(I uncovered this 2009 draft I wrote as I was recently looking through some old files.) 

 

A couple are attending an event at school, watching their kid perform. They are sitting next to another couple, watching their child, who is also performing. They strike up a conversation (they are already acquaintances, not friends, although it is obvious that they like each other and have a lot in common). One couple proudly proclaims that they do not let their kids watch TV and that they do not even have cable. The other couple says that they too do not have cable and that TV watching is only allowed in the house on weekends. The mother of this couple adds though that their youngest child gets around this by watching TV on the computer. The computer is allowed in the bedroom because the child ostensibly uses it for homework. But they find him up watching hulu often; that is, watching TV on the computer.

Switch scenes. The second couple at home.

It is nighttime. The mom is knocking on the kid’s door. The kid is not responding. The mom says “I want to respect your privacy, but it is late at night and we want to go to bed.” The kid says “Just a sec.” It takes considerably more than a sec and the parent has to ask numerous times. Finally, the kid opens the door a little. Agrees to go to bed “soon”. The mother has to ask a few times. The father comes upstairs, knocks on the door at 11:30 or so, and tells the kid firmly that he must go to bed. The kid gets angry but finally agrees. The father goes to bed. About a half hour later, the kid opens the door, turns on the hall light, goes to the bathroom, opens and closes doors loudly, and so on. Goes back into his room and the light is still on when the mother wakes up at 1:30. She knocks on the door. The kid is angry and says that the mother should let him make his own decisions because, after all, she is always saying that she wants him to be more independent and to tell him what to do is hypocritical. The mother pleads “But it is 1:30 in the morning on a school night!”. “Ok”, the child agrees. I will just watch five more minutes. The mom goes back to bed. At 2:30 she is awaken again because the light is on. Finally, at close to three o’clock, the child is asleep. The mom falls asleep and almost immediately is awakened at 6:15, just before her alarm goes off. She looks out the window and sees a few other houses with their lights going on.

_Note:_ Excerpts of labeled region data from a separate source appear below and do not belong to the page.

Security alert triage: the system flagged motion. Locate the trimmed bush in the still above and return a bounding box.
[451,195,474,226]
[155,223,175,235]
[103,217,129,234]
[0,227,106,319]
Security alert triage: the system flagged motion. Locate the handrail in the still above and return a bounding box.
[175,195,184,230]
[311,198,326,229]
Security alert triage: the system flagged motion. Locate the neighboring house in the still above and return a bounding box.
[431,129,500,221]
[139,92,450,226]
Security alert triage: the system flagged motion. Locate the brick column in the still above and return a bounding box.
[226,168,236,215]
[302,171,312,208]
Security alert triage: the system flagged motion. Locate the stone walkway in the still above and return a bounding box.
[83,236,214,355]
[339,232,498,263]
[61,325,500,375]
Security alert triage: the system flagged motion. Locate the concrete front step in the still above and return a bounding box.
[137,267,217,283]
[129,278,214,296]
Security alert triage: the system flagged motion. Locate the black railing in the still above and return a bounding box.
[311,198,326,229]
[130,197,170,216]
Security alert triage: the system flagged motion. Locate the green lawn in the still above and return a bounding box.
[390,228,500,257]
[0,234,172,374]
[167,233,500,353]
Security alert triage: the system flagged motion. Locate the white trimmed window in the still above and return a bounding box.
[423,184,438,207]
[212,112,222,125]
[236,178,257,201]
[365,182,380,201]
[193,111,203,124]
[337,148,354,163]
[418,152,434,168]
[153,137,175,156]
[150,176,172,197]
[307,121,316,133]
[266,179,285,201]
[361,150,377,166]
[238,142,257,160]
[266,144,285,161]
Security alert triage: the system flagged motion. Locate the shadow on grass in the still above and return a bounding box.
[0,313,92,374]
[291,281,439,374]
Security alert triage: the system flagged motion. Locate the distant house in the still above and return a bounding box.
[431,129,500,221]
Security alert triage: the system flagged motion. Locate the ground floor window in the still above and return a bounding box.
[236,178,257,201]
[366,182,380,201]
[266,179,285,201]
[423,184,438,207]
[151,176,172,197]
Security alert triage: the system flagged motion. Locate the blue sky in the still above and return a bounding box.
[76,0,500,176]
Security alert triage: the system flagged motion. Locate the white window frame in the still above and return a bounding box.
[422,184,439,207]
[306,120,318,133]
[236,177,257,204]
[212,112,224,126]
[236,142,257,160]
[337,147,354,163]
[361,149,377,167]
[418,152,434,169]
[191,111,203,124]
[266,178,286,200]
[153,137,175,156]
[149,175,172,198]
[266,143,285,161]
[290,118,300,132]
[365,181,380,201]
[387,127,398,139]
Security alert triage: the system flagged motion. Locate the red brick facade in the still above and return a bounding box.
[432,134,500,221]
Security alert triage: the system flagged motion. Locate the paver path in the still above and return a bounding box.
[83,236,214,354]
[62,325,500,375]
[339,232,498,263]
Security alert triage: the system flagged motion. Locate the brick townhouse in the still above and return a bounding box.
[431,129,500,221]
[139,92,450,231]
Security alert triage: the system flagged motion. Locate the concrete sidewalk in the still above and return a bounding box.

Somehow, it turns out that the entire town is having the same issues. The kids like the same shows and do the same things. Even the older child in this family – although not addicted to tv – plays on Facebook and texts all night. The parents in this town are completely strung out. They all look haggard and weak.  It turns out though that this is true in the next town too. In fact, it is true in the state, in the country, all over the world.

Finally, the parents can’t take it anymore and they revolt. They take all of the computers, TVS, and cell phones, and they toss them out. They throw them out while the kids are at school. They grab them out of the kid’s hands. Landfills become piles of electronics. Kids are shell shocked and all they can do is watch, stunned. There is a frenzy of activity as parents take back their lives like revolutionaries in historic wars.

It reaches a peak and then calm persists. The next scene, the original parents are at the kitchen table. They no longer have dark circles under their eyes. The family is with them and they are all playing Boggle. Later, the mom is typing this story on the computer that she keeps hidden in her closet.